Kur'an-ı Kerim ve Türkçe Meali Sayfa 212
26. Güzellik yapanlara daha güzeli ve fazlası vardır. Onların yüzlerini ne bir karartı sarar, ne bir zillet, işte onlar cennetin halkıdırlar; onda ebedi olarak kalacaklardır.
27. Kötülükler kazanmış olanlar ise; her bir kötülüğün karşılığı, kendi misliyledir. Bunları bir zillet sarıp kaplar. Onları Allah'tan (kurtaracak) hiç bir koruyucu da yok. Onların yüzleri, sanki bir karanlık gecenin parçalarına bürünmüş gibidir. İşte bunlar ateşin halkıdırlar; onda ebedi olarak kalacaklardır.
28. O gün, onların tümünü bir arada toplayacağız, sonra şirk katanlara: «Yerinizden ayrılmayınız; siz de, şirk koştuklarınız da» diyeceğiz.
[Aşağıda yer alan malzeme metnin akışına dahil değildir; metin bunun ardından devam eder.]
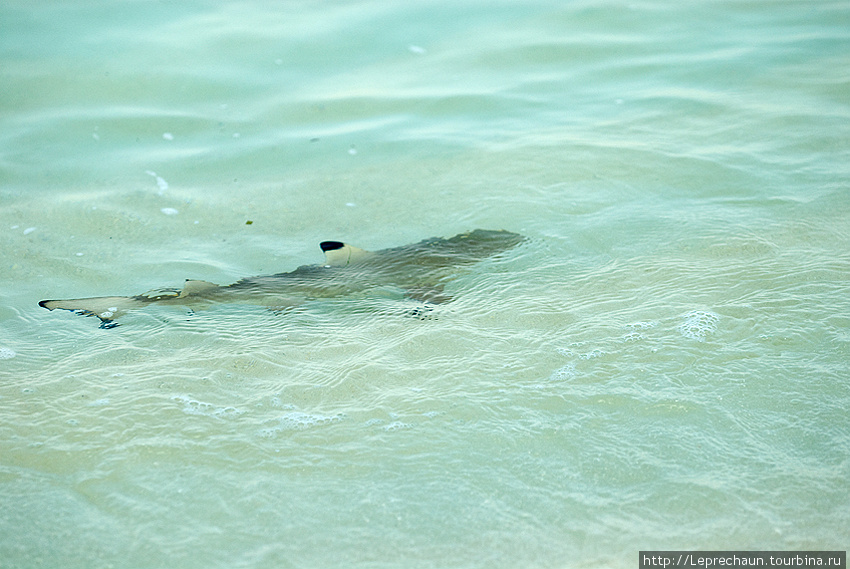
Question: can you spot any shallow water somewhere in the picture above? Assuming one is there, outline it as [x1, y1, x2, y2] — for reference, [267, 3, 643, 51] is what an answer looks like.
[0, 1, 850, 568]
Artık onların arasını açmışızdır. Şirk koştukları derler ki: «Siz bize ibadet ediyor değildiniz.»
29. «Bizim ile sizin aranızda şahid olarak Allah yeter. Gerçekten biz, sizin ibadetinizden habersizlerdik.»
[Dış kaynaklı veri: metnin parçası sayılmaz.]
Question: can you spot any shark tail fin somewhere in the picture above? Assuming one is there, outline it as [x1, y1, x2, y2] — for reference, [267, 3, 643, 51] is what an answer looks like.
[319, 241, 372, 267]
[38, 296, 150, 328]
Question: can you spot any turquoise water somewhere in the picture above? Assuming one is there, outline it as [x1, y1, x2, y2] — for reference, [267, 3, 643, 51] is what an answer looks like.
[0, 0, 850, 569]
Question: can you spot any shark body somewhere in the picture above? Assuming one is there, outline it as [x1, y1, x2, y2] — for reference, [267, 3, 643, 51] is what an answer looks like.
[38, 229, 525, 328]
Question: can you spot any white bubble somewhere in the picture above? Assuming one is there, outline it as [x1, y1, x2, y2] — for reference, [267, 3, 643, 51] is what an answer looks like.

30. İşte orada, her nefis önceden yaptıklarıyla imtihana çekilmiş olacak ve onlar asıl, gerçek mevlaları olan Allah'a döndürülecekler. Yalan yere uydurdukları da, kendilerinden kaybolup uzaklaşacaklar.
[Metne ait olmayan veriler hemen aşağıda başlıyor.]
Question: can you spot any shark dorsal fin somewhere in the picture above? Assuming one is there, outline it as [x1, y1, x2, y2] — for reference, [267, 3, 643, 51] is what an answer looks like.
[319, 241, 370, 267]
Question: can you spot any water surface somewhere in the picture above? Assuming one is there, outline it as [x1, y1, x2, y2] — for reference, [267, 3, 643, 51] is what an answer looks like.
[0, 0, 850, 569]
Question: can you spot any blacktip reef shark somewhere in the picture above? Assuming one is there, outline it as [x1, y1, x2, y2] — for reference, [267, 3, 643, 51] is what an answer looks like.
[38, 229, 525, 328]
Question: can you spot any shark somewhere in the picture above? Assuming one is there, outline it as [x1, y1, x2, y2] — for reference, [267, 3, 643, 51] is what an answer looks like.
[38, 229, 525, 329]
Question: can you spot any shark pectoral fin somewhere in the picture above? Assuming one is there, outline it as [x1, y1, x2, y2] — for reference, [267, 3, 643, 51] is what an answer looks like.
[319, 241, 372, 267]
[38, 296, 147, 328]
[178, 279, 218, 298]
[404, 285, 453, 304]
31. De ki: «Göklerden ve yerden sizlere rızık veren kimdir? Kulaklara ve gözlere malik olan kimdir? Diriyi ölüden çıkaran ve ölüyü diriden çıkaran kimdir? Ve işleri evirip çeviren kimdir? Onlar: «Allah» diyeceklerdir. Öyleyse de ki: «Peki, siz yine de korkup sakınmayacak mısınız?»
32. İşte bu, sizin gerçek Rabbiniz olan Allah'tır. Öyleyse haktan sonra sapıklıktan başka ne var? Peki, nasıl hâlâ çevriliyorsunuz?
33. Böylece Rabbinin sözü o fıska sapanlar üzerinde (şöyle) gerçekleşmiştir ki: «Onlar gerçekten iman etmezler.»